When I first started blogging I overshared. I cringe when I look back at some of my posts. Most of which have been removed from being public at this point. And the area that I overshared the most was discussing my children. Thankfully I felt convicted on this more and more over the years. Last year Josh and I made the decision that we would not be posting photos of the kids on our social media accounts and I would not share photos on the blog. As a mother I am choosing to make their security a priority and limit their digital footprint.
About 5 years ago my husband was at the mall with our son who was 18 months old at the time (yep you can tell this story is old because people still shopped at the mall instead of on Amazon). Two women came up to Josh that he had never met before. They were saying hello to him and our son by name, saying how cute our son was, and that they read my blog and really loved our family.
While I think the intention of those ladies at the mall was harmless, I also couldn’t stop thinking about how that scenario would play out as my son grew older. Would he one day resent me for sharing his images and stories on the internet without his permission? Would I regret the amount of information I had shared, knowing that I had helped build his online presence and history from a young age?
As a grappled with those questions a few months later our daughter was born. Though I continued to share photo’s and information on this blog and my social media channels a nagging feeling was lingering underneath my writing. I wondered should I really be doing this? I didn’t want to stop blogging but maybe I needed a course correction.
At this time my life felt like it was spiraling out of control. I had postpartum depression and anxiety after our daughter was born and I felt overwhelmed. Overwhelmed with figuring out how to take care of two kids under the age of two, overwhelmed with what direction I should be blogging and honestly just overwhelmed with life in general. At this lowest point I realized I could no longer just say that God was fully in control of my mind and heart. I would actually need to surrender control over to him. The course correction I was seeking wasn’t only for what direction I should be blogging. Ultimately I was trying to figure out who I was living for and who I was trying to glorify in the process.
The ugliness and brokenness inside me wasn’t something I wanted to glorify. Instead of seeking out what the world was offering me through mind numbing reality television, social media feeds, and the latest headlines of breaking news I started to pursue Jesus. And my soul started to rest.
“Come to me, all you who are weary and burdened, and I will give you rest. Take my yoke upon you and learn from me, for I am gentle and humble in heart, and you will find rest for your souls. For my yoke is easy and my burden is light.”
Matthew 11:28 – 30
I would love to say this was easy but it wasn’t. It was hard and painful. But the more I kept pursuing Jesus the more I started to find peace that I hadn’t felt in years. Through this refining process I let go of areas in my life that didn’t honor the Lord, like teaching yoga. In letting areas of my life die, God in his goodness, breathed new life into me by leading me into pursuing foster care.
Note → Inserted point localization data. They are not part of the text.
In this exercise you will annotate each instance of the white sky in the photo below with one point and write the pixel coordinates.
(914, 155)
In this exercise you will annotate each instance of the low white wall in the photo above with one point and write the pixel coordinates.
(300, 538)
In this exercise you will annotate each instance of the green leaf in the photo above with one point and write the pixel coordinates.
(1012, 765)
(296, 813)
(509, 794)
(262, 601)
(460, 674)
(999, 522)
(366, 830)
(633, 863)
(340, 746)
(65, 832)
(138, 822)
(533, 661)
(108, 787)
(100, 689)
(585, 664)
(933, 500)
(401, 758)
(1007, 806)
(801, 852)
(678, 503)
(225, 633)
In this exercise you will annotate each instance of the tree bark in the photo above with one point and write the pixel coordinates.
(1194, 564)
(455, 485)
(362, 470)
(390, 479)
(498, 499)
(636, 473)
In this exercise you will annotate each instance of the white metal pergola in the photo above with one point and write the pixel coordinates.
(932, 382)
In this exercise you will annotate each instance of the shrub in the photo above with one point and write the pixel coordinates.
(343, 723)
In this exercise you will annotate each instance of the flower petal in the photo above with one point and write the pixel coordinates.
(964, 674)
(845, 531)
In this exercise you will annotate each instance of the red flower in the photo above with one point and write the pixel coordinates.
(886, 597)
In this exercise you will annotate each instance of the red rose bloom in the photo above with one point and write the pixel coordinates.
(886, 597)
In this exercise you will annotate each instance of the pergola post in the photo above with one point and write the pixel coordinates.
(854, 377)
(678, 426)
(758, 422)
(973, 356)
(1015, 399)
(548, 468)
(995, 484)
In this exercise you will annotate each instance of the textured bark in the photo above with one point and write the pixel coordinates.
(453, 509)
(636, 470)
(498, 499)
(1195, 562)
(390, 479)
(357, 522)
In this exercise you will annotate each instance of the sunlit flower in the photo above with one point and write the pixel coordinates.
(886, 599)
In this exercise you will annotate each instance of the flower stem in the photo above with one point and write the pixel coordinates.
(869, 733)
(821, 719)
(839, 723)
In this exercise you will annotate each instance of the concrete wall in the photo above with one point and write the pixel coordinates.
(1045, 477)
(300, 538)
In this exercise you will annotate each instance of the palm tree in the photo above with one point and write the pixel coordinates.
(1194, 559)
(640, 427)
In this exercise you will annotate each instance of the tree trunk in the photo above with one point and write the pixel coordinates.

It has been really amazing to see the transformation of my writing style and content over the last 7 years. This blog started out as a way to document my health and wellness journey. It has provided our family with additional income and allowed me to connect and build relationships with more people.
The biggest and most unexpected blessing blogging has provided me is the ability to witness and revisit the greatest transformation happening in my life. I am being made new in Christ.
Therefore, if anyone is in Christ, the new creation has come: The old has gone, the new is here!
2 Corinthians 5:17
I am thankful for the ability to freely write about any topic I wish and to encourage others in the process. Thank you so much for reading! I appreciate all of you who take the time to visit The Workout Mama.